Of course, frictions within the operation of the Northern Ireland Protocol must be viewed in the wider context of being a consequence of Brexit. Donaldson’s party not only campaigned for Brexit but held an influential position within Westminster at a time when the Government brought forward its various Brexit proposals.

Most notably, the DUP voted against former Prime Minister Theresa May’s agreement that would have retained the whole of the UK in the customs union and a backstop for Northern Ireland. So, with hindsight does the MP believe his party would have done anything differently?

“It was a frustrating period because we were clear that we wanted to support a Brexit that delivered for all of the UK and specifically for Northern Ireland,” he replies. “I’m afraid neither Mrs May’s backstop proposal nor Boris Johnson’s Protocol achieve those objectives, in my opinion.”

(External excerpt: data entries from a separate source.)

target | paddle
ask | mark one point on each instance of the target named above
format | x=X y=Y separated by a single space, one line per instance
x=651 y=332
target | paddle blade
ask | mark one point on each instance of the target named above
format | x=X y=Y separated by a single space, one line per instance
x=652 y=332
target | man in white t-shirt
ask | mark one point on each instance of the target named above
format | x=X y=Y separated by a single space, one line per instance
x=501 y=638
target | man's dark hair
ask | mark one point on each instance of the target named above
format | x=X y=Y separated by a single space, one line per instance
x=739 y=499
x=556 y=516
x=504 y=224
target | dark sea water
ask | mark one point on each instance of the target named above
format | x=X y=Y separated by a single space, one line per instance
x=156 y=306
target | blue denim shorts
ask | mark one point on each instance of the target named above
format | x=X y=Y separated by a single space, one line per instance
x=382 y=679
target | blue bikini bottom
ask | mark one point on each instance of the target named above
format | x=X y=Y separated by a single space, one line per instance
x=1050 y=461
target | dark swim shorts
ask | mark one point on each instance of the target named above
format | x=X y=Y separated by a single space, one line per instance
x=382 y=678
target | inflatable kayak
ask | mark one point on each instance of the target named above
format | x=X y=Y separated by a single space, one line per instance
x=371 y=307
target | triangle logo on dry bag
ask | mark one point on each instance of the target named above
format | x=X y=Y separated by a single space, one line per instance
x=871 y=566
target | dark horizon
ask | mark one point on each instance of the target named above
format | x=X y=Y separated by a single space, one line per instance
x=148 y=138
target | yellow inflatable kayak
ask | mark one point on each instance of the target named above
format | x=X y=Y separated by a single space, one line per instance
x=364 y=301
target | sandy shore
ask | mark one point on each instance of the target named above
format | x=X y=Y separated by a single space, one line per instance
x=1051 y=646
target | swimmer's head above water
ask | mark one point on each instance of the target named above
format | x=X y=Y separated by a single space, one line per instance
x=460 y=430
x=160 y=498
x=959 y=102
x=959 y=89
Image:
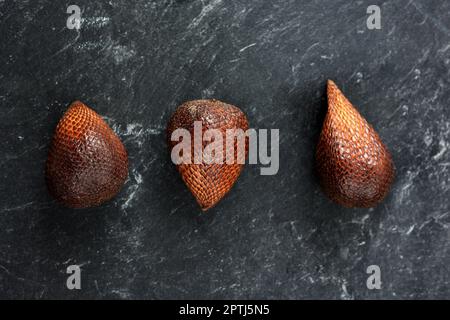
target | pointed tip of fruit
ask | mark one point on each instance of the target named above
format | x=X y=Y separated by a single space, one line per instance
x=332 y=89
x=330 y=83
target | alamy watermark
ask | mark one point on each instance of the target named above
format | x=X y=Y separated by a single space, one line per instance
x=74 y=280
x=74 y=20
x=213 y=146
x=374 y=19
x=374 y=280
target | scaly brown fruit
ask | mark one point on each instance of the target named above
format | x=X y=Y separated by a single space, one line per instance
x=87 y=163
x=209 y=182
x=354 y=167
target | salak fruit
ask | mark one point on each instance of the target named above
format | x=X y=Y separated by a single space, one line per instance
x=209 y=182
x=87 y=163
x=354 y=167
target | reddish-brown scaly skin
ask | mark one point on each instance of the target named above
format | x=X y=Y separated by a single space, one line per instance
x=87 y=163
x=354 y=167
x=208 y=182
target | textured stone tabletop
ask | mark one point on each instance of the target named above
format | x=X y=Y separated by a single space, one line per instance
x=275 y=236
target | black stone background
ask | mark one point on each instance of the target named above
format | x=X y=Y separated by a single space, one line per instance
x=272 y=237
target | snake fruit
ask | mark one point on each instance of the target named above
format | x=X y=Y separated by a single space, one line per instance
x=209 y=182
x=354 y=167
x=87 y=163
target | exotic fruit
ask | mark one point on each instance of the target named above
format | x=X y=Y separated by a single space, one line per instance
x=208 y=181
x=354 y=167
x=87 y=163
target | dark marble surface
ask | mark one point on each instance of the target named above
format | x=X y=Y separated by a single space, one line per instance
x=272 y=236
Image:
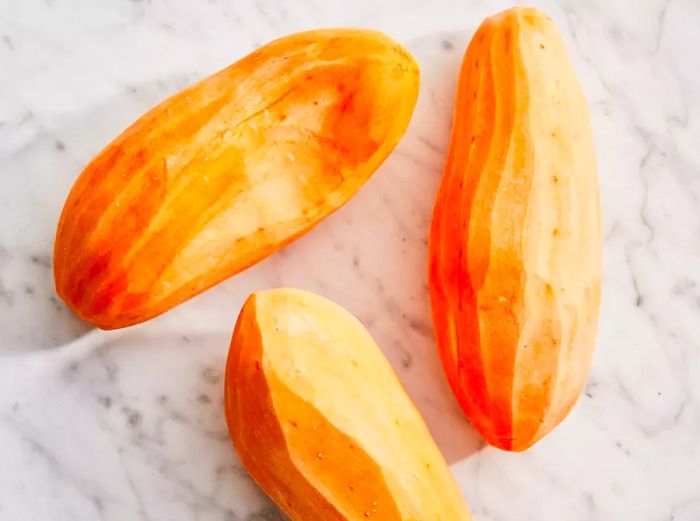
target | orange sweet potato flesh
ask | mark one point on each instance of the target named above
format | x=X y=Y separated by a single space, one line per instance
x=228 y=171
x=515 y=245
x=321 y=421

Conveniently, given the DUP’s past influence in Westminster, Donaldson says: “For me, rather than dwelling on the past and how we got here, my focus in on how we resolved these issues, how we overcome the challenges in front of us and how we get an outcome that works for Northern Ireland.

“I am encouraged that when I look back over our journey of the last 25 years that the mountains in front of us are certainly no bigger than those we have already climbed. I am confident we can get solutions that work for Northern Ireland but that does require us to work together. I want to work with other political parties in Northern Ireland, as well as the UK Government, to achieve these outcomes.”

Concluding on what tangible success as the DUP’s fifth leader may look like over the remainder on the Assembly mandate, Donaldson puts resolution around the Protocol and addressing legacy in a way that enables victims to have access to truth and justice while helping society move forward, at the top of his list.

Added to this he identifies economic recovery and reform of the health service as priorities. “We have come through a very difficult pandemic and even now, face a third wave. We need to handle that very carefully but, economic recovery is crucial for Northern Ireland now.

“Allied to that, reform of our health service is an absolute priority. While the NHS did very well during the pandemic, we are now seeing the consequences of having to close down society in terms of a marked increase in people with mental health problems but also people languishing on waiting lists,” he concludes.